Chronique publiée sur Reporterre en deux temps, le 7 mars et le 8 mars 2017
1. L’unité de la gauche ne peut se faire que sur des principes forts
On m’a fait remarquer que mes chroniques se faisaient de plus en plus poétiques et contemplatives, empreinte de nature et de paysages, de moins en moins « politiques ». C’est vrai, je l’admets. Et franchement, j’aurais préféré continuer, tant en ce moment mes merveilleux insignifiants m’aident à respirer. Mais avec l’allocution de François Fillon, ce 1er mars, convoqué en vue d’une mise en examen et qui se maintient, l’atmosphère irrespirable de cette élection est montée d’un cran anxiogène et tout semble pouvoir arriver, pour le meilleur comme pour le pire.
Je me faisais un peu l’effet d’un cachalot qui saute par-dessus la surface de l’eau en y laissant une petite trace provisoire d’écume, et qui fait croire, veut croire ou croit peut-être effectivement lui-même qu’en dessous, là où on ne le voit plus, là où il n’est plus perçu ni contrôlé par personne, il suit une trajectoire profonde, cohérente et réfléchie. »
Michel Foucault
J’ai essayé de résister au tourbillon, me tenant légèrement en retrait, en observatrice active, bienveillante et critique. Je ne tiens pas à me rejeter à corps perdu dans l’animation d’une campagne électorale, j’en ai vécu six en sept ans. Mais, au vu de la période, des sollicitations — légitimes — pour faciliter ou commenter les pas de deux, et donner mon analyse, je me suis fait violence. La dégradation de la vie publique dans notre pays devient tellement inquiétante, et j’ai tant l’impression parfois qu’on perd de vue les vrais enjeux… Alors voilà, quelques avis. Ils n’engagent que moi, mais le nez dans le guidon produisant rarement de bonnes stratégies, ceux-ci ont au moins le mérite d’être empreints de Vercors et de poésie.
Au PS, « la rupture annoncée par Benoît Hamon n’est pas encore arrivée »

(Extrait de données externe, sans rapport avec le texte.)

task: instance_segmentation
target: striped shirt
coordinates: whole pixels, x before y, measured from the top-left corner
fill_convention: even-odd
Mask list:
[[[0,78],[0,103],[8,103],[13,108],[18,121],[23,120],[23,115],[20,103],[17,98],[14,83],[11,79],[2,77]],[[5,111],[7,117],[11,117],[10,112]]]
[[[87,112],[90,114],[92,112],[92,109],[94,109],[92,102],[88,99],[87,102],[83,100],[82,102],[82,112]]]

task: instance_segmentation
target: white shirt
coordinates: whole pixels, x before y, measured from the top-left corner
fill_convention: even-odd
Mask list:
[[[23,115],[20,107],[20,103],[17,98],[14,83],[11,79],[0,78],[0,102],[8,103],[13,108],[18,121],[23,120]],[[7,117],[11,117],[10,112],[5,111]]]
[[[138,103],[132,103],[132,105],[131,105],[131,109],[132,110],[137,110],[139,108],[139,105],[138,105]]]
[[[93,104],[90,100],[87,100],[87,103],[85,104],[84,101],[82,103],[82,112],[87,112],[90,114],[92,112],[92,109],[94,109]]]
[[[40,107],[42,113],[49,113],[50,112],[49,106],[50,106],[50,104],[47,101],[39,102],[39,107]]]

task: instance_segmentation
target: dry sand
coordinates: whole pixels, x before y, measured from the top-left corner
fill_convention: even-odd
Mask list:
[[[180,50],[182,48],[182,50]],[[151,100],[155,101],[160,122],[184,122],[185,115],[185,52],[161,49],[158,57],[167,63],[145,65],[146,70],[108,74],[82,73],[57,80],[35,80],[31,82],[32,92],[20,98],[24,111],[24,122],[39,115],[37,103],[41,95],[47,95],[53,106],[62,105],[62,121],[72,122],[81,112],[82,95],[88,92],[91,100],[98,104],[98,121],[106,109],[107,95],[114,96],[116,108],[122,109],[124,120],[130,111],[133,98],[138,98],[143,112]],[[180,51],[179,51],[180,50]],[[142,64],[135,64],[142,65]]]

D’abord, sur le débat qui a agité nos réseaux et pris tant d’énergie : l’« unité ». Sincèrement, j’adorerais savoir ce qu’il faut faire, ce qu’il fallait faire. J’y aurais mis toute mon énergie. Mais ce n’est pas si simple. J’entends celles et ceux qui, à gauche, appellent à l’unité avec Benoît Hamon. Ce désir d’unité s’exprime, il est réel. Il est sincère et légitime. Je l’entends parce qu’à force de dire qu’il y a urgence, climatique et sociale, on n’a plus envie d’attendre. Et je l’entends parce que je vois moi aussi le danger montant du FN. On a malheureusement dépassé ce que le « vote utile » pouvait représenter en 2012, les barrières volent entre libéraux de toutes rives, et je ne crois plus au plafond de verre qui empêcherait Marine Le Pen d’accéder au pouvoir. Je vois au contraire grandir le nombre de celles et ceux qui ne retiennent plus leurs mots sur les réseaux sociaux. Je vois les jeunes, les classes populaires. Je vois les digues rompues par Nicolas Sarkozy entre la droite et le FN laisser un flot de haine s’écouler, bercé par la précarité que le quinquennat Hollande qui vient de s’écouler n’a fait que renforcer. Mais précisément, pour cette même responsabilité, j’entends aussi celles et ceux qui ne veulent plus entendre parler du PS, quand bien même il changerait de nom et s’appellerait Benoît Hamon. Bien sûr, la primaire du PS a changé la donne, et Benoit Hamon ne porte pas le même programme que Manuel Valls ou Jean-Christophe Cambadelis. Bien sûr. Mais pardon, en 2012, François Hollande aussi déclarait la guerre à la finance, promettait la proportionnelle et un début de sortie du nucléaire.
Comme la vie est lente,
Et comme l’Espérance est violente. »
Guillaume Apollinaire
C’est là où le bât blesse. Parce que le PS, ce n’est pas que des individus de plus ou moins bonne volonté. C’est un appareil, avec des enjeux de pouvoir, des salariés, de l’argent, composé de responsables qui ont commencé la politique à quinze ans, formatés au biberon des MJS [Mouvement des jeunes socialistes] et de l’Unef [Union nationale des étudiants de France]. Une machine avec des intérêts si étroitement croisés que tous ces gens-là se tiennent par le nez. Et la rupture annoncée par Benoit Hamon n’est pas encore arrivée. Car sinon, pourquoi n’aurait-il pas été possible d’accéder aux garanties demandées par Jean-Luc Mélenchon pour engager le débat ? Pourquoi retrouverait-on dans l’équipe de campagne et dans les candidats aux législatives adoubés par Benoit Hamon, ceux-là mêmes que nous n’avons eu de cesse de combattre pendant cinq années… Ceux-là mêmes qu’il n’a cessé de pourfendre lorsqu’il était frondeur ? Comment imaginer que Myriam El Khomri, candidate aux législatives, portera l’abrogation de la loi El Khomri, de son nom de ministre ? Même au PS, il y a des limites à la schizophrénie.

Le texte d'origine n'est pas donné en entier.